Luckily, the 2020 paper touches on this, too, and goes so far as to compare the emotional impact of audiobooks to book-to-film adaptations.
“Research also shows that audiobooks elicit higher levels of emotional engagement than filmic experiences of the same stories. In a 2018 study run by the Experimental Psychology department at UCL, subjects were played both audio and film adaptions of a selection of popular novels from different genres, including titles ranging from ‘The Hound of the Baskervilles’ (1887) to ‘The Girl on the Train’ (2015). After experiencing each of these, subjects answered questions about their levels of engagement but also had their physiological responses measured in terms of heart rate (linked to information processing) and body temperature (linked to emotional arousal) to assess less conscious forms of engagement. The results showed that while subjects reported the videos to be more engaging than the audiobooks, their physiological changes suggested that they were in fact more engaged with the audiobooks than the films.”
I wonder if, with audiobooks, that’s because we get the best of both worlds. You get a polished, well-informed narrator, but your imagination is still required to work to get the most out of the story they tell.
In the case of Whalefall though, the positive academic points touched on by the research paper didn’t change a simple fact: hearing someone speak about mesothelioma in a story about redemption and a father-son relationship touched something so deeply within me, that there aren’t words for it. That moment I froze on my work break because of one horrific passage defies explanation. I felt seen. I felt understood. Traditional reading has yielded similar results, offering teaching and healing and helping me make sense of things.

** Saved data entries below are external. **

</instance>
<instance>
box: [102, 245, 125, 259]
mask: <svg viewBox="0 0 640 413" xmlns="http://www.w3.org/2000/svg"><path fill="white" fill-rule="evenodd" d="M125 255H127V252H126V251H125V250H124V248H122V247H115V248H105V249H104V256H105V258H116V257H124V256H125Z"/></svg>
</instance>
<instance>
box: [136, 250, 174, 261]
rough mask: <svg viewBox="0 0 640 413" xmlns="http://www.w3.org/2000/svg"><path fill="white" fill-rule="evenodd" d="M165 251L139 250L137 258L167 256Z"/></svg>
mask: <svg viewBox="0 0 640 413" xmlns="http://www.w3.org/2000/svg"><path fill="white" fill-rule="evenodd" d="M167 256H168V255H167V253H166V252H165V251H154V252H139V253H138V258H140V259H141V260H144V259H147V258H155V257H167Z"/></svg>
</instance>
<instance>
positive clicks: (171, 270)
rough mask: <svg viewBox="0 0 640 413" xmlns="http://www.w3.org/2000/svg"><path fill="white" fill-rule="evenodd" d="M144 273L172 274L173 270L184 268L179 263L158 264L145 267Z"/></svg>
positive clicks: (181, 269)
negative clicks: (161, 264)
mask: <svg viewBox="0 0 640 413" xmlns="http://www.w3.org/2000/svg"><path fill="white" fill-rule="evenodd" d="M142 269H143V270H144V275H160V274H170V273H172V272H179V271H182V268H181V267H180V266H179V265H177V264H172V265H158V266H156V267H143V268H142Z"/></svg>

But hearing it was just different. This may be just me, but it felt like the story was paying attention…to me. Not the other way around.

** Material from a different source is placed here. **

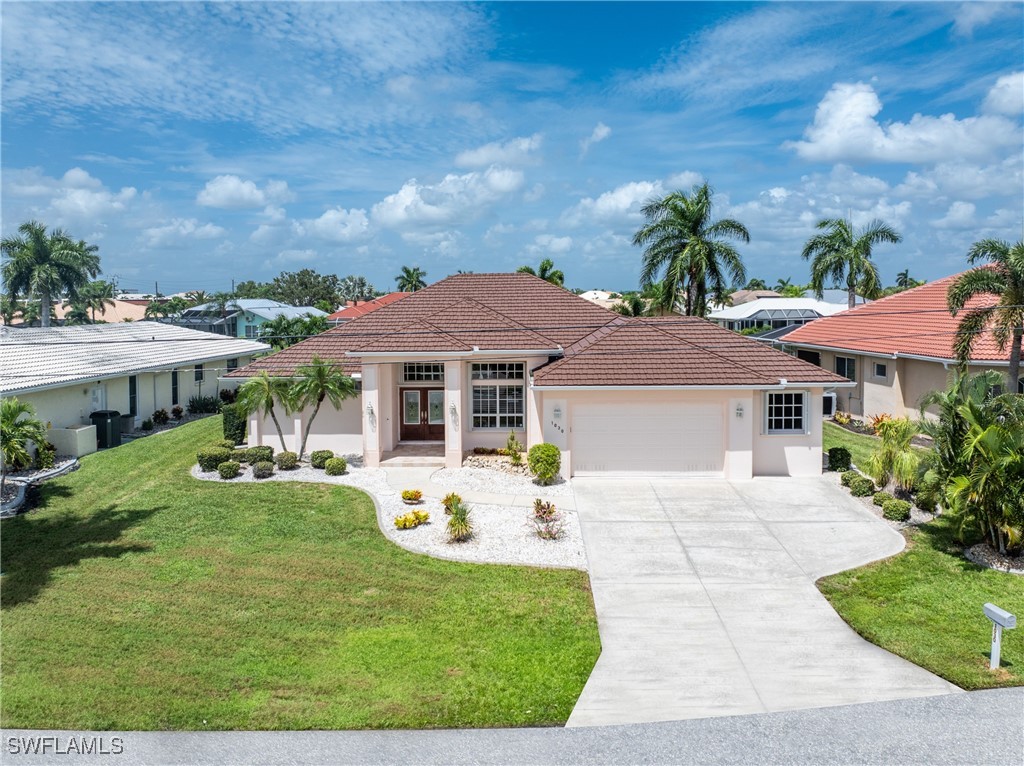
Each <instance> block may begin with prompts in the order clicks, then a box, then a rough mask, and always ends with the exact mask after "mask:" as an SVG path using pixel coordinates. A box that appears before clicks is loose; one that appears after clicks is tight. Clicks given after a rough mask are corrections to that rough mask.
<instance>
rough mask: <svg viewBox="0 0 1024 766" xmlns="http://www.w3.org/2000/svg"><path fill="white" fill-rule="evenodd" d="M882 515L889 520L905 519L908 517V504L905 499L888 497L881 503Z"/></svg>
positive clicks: (904, 519) (904, 520)
mask: <svg viewBox="0 0 1024 766" xmlns="http://www.w3.org/2000/svg"><path fill="white" fill-rule="evenodd" d="M882 515H883V516H885V517H886V518H887V519H889V520H890V521H906V520H907V519H908V518H910V504H909V503H907V502H906V501H905V500H898V499H896V498H890V499H889V500H887V501H886V502H885V503H883V505H882Z"/></svg>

It’s a perspective I’ve kept alive since then, this idea of a story as something that’s there for you, offering answers and empathy when you’re seeking such things. In therapy, they call significant, positive moments for patients “breakthroughs,” and it’s how I’m choosing to classify the moment an audiobook version of a story hit the pause button on my walk.
Moments in stories that can affect you so acutely achieved their shock and awe for reasons that are deeper than the story itself. I responded the way I responded to Whalefall because it’s about a journey, about a response to pain; not the pain itself. Having a thoughtful narrator impart this truth to me while I was on a walk had a different kind of impact than if I had read it in a more traditional way. I’m grateful for that moment. Like the ones I experienced with other cassette tape audiobooks as a child, it’s stuck in my head forever.